Bakan Cubeyr, Bağdat’taki temasları sırasında hem mevkidaşı İbrahim el-Caferi hem de Başbakan Abadi’yle ayrı ayrı görüşmeler gerçekleştirdi. Söz konusu görüşmelerde ikili ilişkiler ve bölgesel gelişmeler hakkında fikir teatisinde bulunuldu ve iki ülke arasındaki muhtemel işbirliği alanları masaya yatırıldı. Ziyarete ilişkin yaptığı açıklamada Cubeyr, Suudi Arabistan’ın kardeş ülke Irak’la yüksek düzeyli ilişki kurmayı arzuladığını belirtti. Bunun yanı sıra, iki ülke arasında aşırıcılık ve terörizmle mücadele gibi ortak tehditler ile ticaret ve yatırım gibi ortak fırsatların bulunduğunun altını çizen Cubeyr, Suudi Arabistan’ın Irak toplumunun bütün unsurlarına eşit mesafede durduğunu ve Irak’ın toprak bütünlüğü ve siyasi istikrarının arkasında olduklarını ifade etti. Öte yandan Irak başbakanlık ofisinden yapılan açıklamada başta IŞİD’le mücadele olmak üzere iki ülke arasındaki muhtemel işbirliği konularının görüşüldüğü kaydedildi. Cubeyr’in ziyaretinde Riyad ve Bağdat yönetimlerinin üzerinde mutabık kaldıkları konuları üç başlık altında toplamak mümkün. Birincisi, ABD öncülüğünde yürütülecek olan terörle mücadelede Suudi Arabistan Irak’a destek verecek. İkincisi, Suudi Arabistan’ın Ağustos 2016’da maslahatgüzarlığa düşürdüğü Bağdat’taki diplomatik temsilcilik seviyesini yeniden büyükelçilik düzeyine yükseltecek. Üçüncüsü, iki ülke arasında doğrudan uçuş seferleri başlatılacak.

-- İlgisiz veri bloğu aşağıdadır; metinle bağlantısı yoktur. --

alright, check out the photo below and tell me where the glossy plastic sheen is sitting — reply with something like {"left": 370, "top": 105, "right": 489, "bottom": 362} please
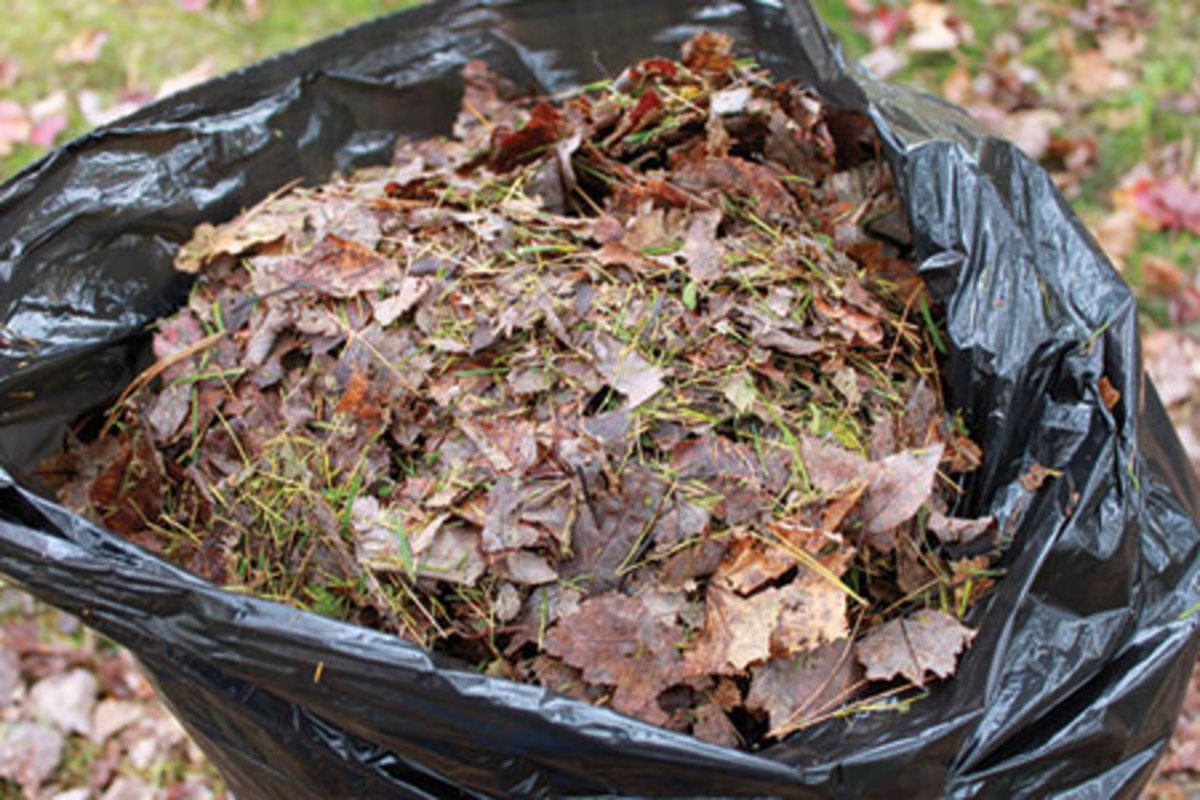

Şüphesiz büyükelçi krizi nedeniyle ilişkilerin gergin seyrettiği bir siyasi iklimde Suudi Arabistan’ın neden böyle önemli bir hamle yaptığı sorusu akıllara gelmektedir. Bölgesel dengeler dikkate alınarak Suudi Arabistan’ı yönlendiren iki ayrı faktörden bahsedilebilir. Bunlardan ilki, Donald Trump yönetiminin muhtemel Ortadoğu politikasıyla ilgilidir. Ülkenin dış politikasını yeniden şekillendiren Trump yönetimi, ABD’nin Ortadoğu’daki önceliklerini İran’ın yayılmacılığına son vermek ve IŞİD terörünü ortadan kaldırmak şeklinde tanımlamaktadır. Washington’ın belirlediği bu öncelikler Riyad’ın bölgesel hedef ve öncelikleriyle büyük ölçüde örtüşmektedir. Bununla birlikte Trump yönetimi, geleneksel müttefiki Suudi Arabistan’la stratejik ortaklığı yeniden canlandırıp Ortadoğu’daki bu hedeflerine ulaşma noktasında ortaya çıkacak ekonomik maliyetleri paylaşmayı düşünmektedir. Amerikan yönetimi açısından Irak’ta yürütülecek IŞİD’le mücadeleye Suudi Arabistan’ın destek vermesi ve aynı zamanda Irak’taki İran nüfuzunun geriletilmesi için öncelikli olarak Riyad-Bağdat arasındaki gerilimin sona ermesi gerekmektedir. Dolayısıyla Amerikan yönetiminin Suudi Arabistan ve Irak’ı bu yönde yönlendirdiği düşünülmektedir. ABD Savunma Bakanı James Mattis’in Şubat’ta Irak’ta temaslarda bulunması ve Suudi mevkidaşı Muhammed bin Selman’la görüşmesi, bu tür bir okumayı daha anlamlı hale getirmektedir. İkinci faktör ise, Suudi Arabistan ile İran arasındaki bölgesel nüfuz mücadelesinin bir yansıması olarak okunabilir. İran Cumhurbaşkanı Hasan Ruhani’nin Şubat ayında Umman ve Kuveyt’e yaptığı ziyaretler dikkate alındığında, her iki ülkenin diğerinin nüfuz alanlarındaki devletlerle siyasi anlaşmazlıklarını gidermek suretiyle bölgesel etkinliğini artırma gayreti içine girdiği anlaşılmaktadır. Riyad-Bağdat ilişkilerinin normalleşerek istikrarlı bir yapıya kavuşması, öncelikle Irak’ın iç ve dış politikada İran ekseninden çıkarak daha bağımsız bir aktör olarak hareket etmesine bağlıdır.  
 

Bu yazı “Gerilim ve Yumuşama Kıskacında Suudi Arabistan-Irak İlişkileri” başlığıyla Ortadoğu Analiz Dergisi'nde yayınlanmıştır.